More than half of the 23 people killed were 60 or older, including 86-year-old Angelina Maria Silva de Englisbee.
On the anniversary of the shooting, her son William Englisbee is focused on her memory and on the family’s proud legacy.
“Her dad in World War II fought in the Philippines,” William Englisbee said. “She had three brothers, all in the military. My grandfather, her father Marcelino Silva, was born in Lamy, New Mexico, before New Mexico became a state in 1912. Goes way, way back hundreds of years in Santa Fe with my mom’s side of the family.”
A haunting like no other
Along this stretch of the border, where three U.S. states and two countries intersect, many people are immigrants and have roots somewhere else. We choose to live here. That makes it easy to straddle the border.
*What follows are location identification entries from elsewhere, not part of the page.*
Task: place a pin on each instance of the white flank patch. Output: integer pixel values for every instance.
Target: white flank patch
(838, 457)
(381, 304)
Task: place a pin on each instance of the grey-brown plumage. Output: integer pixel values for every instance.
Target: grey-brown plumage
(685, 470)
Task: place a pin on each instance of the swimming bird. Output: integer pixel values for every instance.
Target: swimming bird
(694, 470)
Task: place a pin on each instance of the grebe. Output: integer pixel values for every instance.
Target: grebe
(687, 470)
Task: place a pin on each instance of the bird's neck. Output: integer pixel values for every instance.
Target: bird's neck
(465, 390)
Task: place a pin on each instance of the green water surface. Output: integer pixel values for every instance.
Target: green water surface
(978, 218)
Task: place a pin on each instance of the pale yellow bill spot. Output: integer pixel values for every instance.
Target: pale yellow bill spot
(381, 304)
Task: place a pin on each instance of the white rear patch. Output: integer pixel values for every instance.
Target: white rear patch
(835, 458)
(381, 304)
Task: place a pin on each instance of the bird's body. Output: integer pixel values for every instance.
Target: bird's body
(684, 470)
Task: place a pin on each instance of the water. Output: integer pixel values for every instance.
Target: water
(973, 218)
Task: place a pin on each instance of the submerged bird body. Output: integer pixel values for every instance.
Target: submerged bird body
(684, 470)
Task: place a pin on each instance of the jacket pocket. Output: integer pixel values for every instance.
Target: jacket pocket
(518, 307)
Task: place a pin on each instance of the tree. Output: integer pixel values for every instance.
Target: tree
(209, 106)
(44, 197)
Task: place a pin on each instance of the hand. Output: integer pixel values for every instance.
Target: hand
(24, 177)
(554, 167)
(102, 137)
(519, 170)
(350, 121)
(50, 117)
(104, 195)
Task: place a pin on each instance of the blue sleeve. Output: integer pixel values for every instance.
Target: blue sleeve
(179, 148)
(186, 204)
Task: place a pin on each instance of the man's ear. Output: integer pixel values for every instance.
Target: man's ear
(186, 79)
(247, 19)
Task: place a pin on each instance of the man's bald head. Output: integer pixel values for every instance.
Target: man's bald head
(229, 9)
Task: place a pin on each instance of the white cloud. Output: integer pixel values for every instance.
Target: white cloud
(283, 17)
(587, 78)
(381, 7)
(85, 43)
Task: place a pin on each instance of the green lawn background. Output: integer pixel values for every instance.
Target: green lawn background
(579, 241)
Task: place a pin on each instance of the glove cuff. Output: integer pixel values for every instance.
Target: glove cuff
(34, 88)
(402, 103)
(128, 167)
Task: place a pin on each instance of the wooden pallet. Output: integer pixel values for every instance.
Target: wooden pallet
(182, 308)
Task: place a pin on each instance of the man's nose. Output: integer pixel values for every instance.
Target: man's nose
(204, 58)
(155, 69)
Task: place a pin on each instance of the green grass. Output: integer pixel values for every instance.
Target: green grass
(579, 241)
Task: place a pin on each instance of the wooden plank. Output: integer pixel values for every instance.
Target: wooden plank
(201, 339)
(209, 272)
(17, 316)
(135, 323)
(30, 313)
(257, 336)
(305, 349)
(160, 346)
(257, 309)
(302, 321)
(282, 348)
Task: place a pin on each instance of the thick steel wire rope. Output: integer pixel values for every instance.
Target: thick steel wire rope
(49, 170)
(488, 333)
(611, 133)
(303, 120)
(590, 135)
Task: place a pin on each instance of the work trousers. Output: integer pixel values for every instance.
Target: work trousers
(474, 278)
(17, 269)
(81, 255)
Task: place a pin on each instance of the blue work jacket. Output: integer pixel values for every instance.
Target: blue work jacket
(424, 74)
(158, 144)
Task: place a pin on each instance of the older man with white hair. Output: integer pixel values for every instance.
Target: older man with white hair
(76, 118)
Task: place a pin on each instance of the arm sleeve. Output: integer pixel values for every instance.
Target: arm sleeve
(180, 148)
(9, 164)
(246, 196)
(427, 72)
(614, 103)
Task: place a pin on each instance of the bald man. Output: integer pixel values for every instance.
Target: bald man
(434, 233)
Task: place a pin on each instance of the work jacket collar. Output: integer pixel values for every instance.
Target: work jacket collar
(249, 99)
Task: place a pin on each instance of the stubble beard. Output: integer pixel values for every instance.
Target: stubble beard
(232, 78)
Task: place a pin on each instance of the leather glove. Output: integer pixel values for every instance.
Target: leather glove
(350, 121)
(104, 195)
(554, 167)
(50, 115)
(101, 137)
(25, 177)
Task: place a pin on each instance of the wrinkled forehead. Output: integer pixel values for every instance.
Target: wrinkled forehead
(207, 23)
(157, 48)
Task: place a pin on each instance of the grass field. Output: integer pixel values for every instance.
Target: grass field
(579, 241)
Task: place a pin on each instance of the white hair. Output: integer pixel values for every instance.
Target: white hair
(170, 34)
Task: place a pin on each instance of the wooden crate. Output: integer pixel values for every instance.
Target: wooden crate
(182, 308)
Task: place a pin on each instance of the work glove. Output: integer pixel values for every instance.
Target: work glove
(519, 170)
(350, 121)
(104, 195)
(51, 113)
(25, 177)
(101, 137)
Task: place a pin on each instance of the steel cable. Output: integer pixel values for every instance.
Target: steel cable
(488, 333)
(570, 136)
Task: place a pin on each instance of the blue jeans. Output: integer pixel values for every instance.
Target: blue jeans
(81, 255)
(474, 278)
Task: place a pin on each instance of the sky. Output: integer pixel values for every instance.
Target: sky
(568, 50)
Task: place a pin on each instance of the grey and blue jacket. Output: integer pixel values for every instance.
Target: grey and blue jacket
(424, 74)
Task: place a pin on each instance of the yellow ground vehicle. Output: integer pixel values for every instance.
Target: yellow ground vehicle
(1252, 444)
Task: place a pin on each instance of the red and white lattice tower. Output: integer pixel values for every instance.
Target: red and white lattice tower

I grew up in Guadalajara and Texas. For many years, I was based in my native Mexico City, in a news bureau as a well-traveled foreign correspondent. I’ve covered violence and bloodshed, from massacres and cartel killings to migrants brutalized by organized crime.
Yet, it’s the Walmart hate crime that haunts me like no other. It was a mass murder in the most mundane of settings. It’s easy for any of us to imagine loved ones in the store, picking up kids’ backpacks at that moment.
Since the shooting, many motorists driving through El Paso have taken the exit off the I-10 freeway that leads straight to the Walmart parking lot and made a spontaneous pilgrimage to visit the makeshift memorial outside the store. The memorial has now been replaced by a candela that glows at night. Many Latinx parents plan road trips to the spot as a powerful teaching moment for their children.
Our geography and our particular West Texas history are also why many Latinx families in the United States feel a connection to the Paso del Norte region, especially those whose immigrant story began in what’s called “Ellis Island of the Southwest.” Someone’s abuelito, tío or tía, crossed through this region long ago, or maybe just yesterday.
Those are the strong stories that connect us across time and distance.
For me, and many, many others who live here and draw strength from El Paso, it is still the only place I truly feel at home. Somehow I find that I fit in here, just like Eduardo Castro and Adria Gonzalez and William Englisbee. A racist’s bullets won’t change that.